COLUMBUS, Ohio—The ideal of Executive Order 12898 seems noble enough: that no group of people should bear a disproportionate share of negative environmental consequences that can result from commercial or governmental policies.
Signed into law by President Bill Clinton in 1994, EO 12898 was intended to address environmental injustice by developing a strategy to combat it.
"Environmental justice began as a social movement in the 1960s, in Black communities dealing with pollution," said Reed Sirak, an attorney with Cleveland-based Benesch, Friedlander, Coplan and Aronoff L.L.P. "It continues to be a key movement for the Biden administration in directing its environmental policy."
"My concern is that we've seen an increase in the off-site investigations of an otherwise compliant business," Sirak told an audience of about 150 at the Marriott Downtown Columbus. "When the EPA gets involved, they typically find something.
"And sometimes that means a headline can be created (for a particular business) that can be worse than the penalties themselves."
In May 2022, the Biden administration established a separate Environmental Justice Office within the U.S. EPA's Environment and Natural Resources Division, a regulatory division that Sirak says is ushering in "an entirely new era of enforcement at the EPA."

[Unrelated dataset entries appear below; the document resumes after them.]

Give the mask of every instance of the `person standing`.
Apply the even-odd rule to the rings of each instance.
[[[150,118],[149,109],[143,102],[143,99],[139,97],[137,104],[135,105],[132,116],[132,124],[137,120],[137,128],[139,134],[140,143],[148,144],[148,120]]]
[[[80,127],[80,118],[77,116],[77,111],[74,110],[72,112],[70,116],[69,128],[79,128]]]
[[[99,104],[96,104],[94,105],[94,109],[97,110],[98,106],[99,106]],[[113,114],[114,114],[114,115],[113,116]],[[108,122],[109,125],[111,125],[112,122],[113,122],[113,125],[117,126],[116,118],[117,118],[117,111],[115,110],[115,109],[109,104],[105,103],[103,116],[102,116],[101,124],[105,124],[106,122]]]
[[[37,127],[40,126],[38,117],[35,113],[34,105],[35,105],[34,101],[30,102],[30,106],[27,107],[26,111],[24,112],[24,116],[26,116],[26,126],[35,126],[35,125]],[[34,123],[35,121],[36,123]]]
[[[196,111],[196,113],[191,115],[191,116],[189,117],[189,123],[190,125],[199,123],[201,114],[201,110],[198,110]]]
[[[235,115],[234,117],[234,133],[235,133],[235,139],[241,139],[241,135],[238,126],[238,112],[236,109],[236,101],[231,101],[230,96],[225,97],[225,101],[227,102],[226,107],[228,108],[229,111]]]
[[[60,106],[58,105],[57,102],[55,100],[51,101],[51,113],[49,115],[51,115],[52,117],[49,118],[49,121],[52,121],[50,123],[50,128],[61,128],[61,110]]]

"The strategy provides a roadmap for using the Justice Department's civil and criminal enforcement authorities and tools to achieve President Biden's call," according to the OEJ's website. "The department seeks to advance environmental justice in underserved communities that have been historically marginalized and overburdened, including low-income communities, communities of color, and tribal and indigenous communities."